# Silicon Oasis - live there or commute to?



## SunshineAhoy (Apr 29, 2011)

Hi all,

Might be taking up a job offer working for a business based in Silicon Oasis, starting in June. I have the option of free accomodation (1 bed apt) in Silicon Oasis (which I guess is where most of my colleagues will be) or a housing allowance. 

Just wondering what anyone's thoughts would be about living and working in Silicon Oasis vs. commuting there from somewhere more central in Dubai.

For example what might the commute time be to Silicon Oasis from say somewhere like Jumeirah? 

Are there things to do in DSO, I have read there is a gym, any further info?
Restaurants/ Bars?

How much might a taxi cost back from a night in Dubai back to Silcion Oasis?

Any thoughts welcome.

Thanks in advance.


----------



## Confiture (Jan 9, 2011)

Hi there,

We've just arrived in Dubai (Me + wife & 2 young children). Silicon Oasis is on our menu of places to live, and having visited a couple of times, our impression is that it's very much unfinished and more a suburban residential area crossed with an enterprise park.

If you are a single guy on your own looking for nighlife, I would say live elsewhere. Commute time would be around 45 minutes based on our journeys there and back either from the Bur Dubai area or Jumeirah.

Happy for those with more experience to say otherwise, but that's our impression at this stage.


----------



## Jumeirah Jim (Jan 24, 2011)

You will have a very quiet life living in Silicon Oasis. Better to stay more centrally if that isn't for you. 45 minutes sounds too much for the trip from Jumeirah or Bur Dubai. 30 minutes max I'd think. Cost would, at a guess, be around AED 70-80.


----------



## Amtmann (May 9, 2012)

Hi folks. Hope it's OK to bump this thread rather than start a new one.

I have been offered a position by an IT company in Dubai. Initially I thought I'd be working near Palm Jumeira, which sounded cool. But last Thursday they told me that actually, I'd be working and living in Silicon Oasis. 

The last post in this thread was made over a year ago. Has Silicon Oasis changed much since then?
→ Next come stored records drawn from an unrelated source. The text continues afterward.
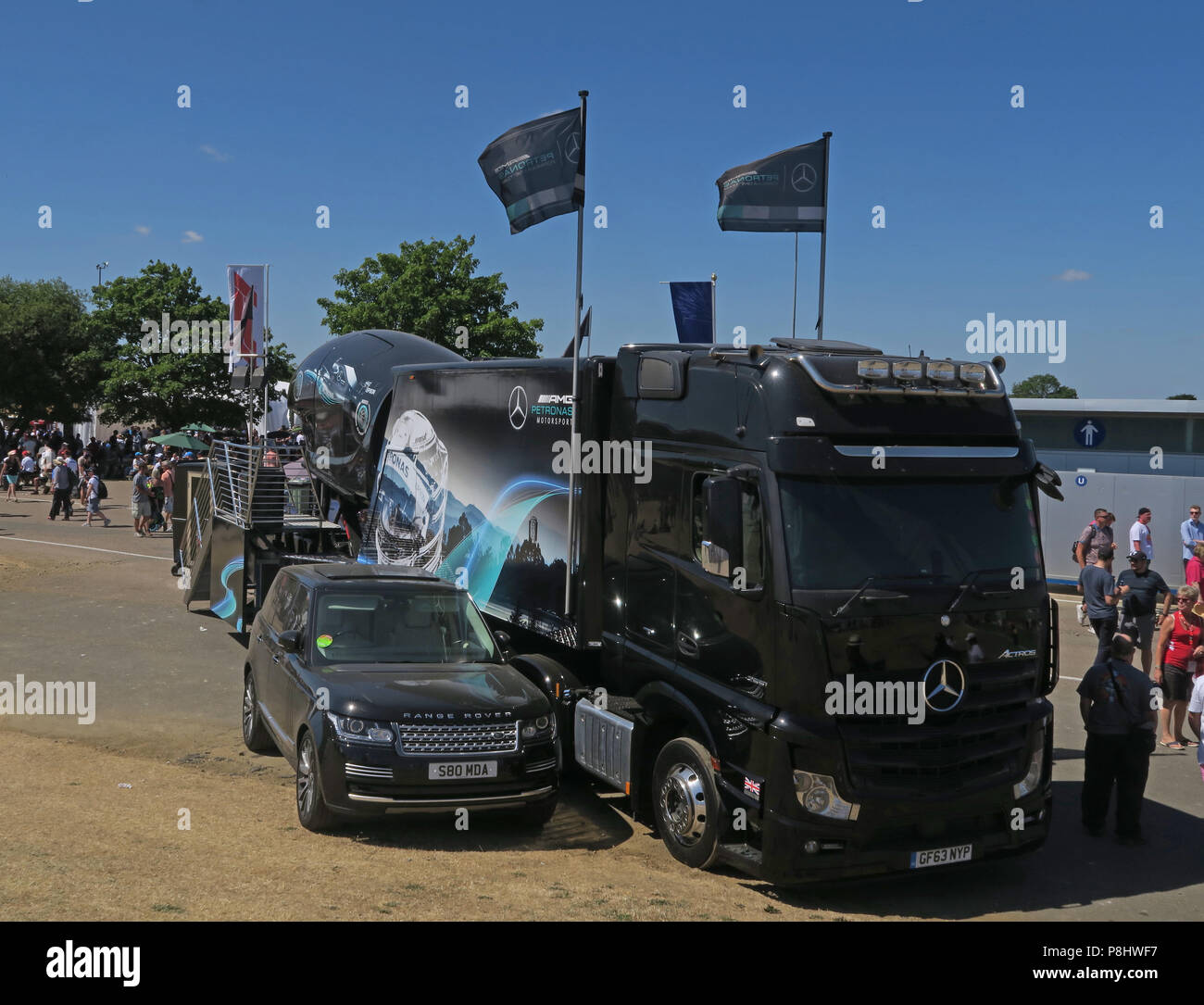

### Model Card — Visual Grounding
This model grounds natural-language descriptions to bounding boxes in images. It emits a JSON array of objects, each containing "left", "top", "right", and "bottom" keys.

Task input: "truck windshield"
[
  {"left": 314, "top": 587, "right": 497, "bottom": 666},
  {"left": 779, "top": 478, "right": 1042, "bottom": 590}
]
I'm 29, European, and if I move to Dubai, I want to enjoy the ex-pat scene and meet lots of new and interesting people. If I live and work in Silicon Oasis, will I be cut off from everyone? 

What are the public transport links to Dubai City Center like? 

Are the apartments there new, well-built, and do they come with a gym and pool?

Must admit, my excitement at my move to Dubai has been severely deflated since I found out I won't be based near Jameira.


----------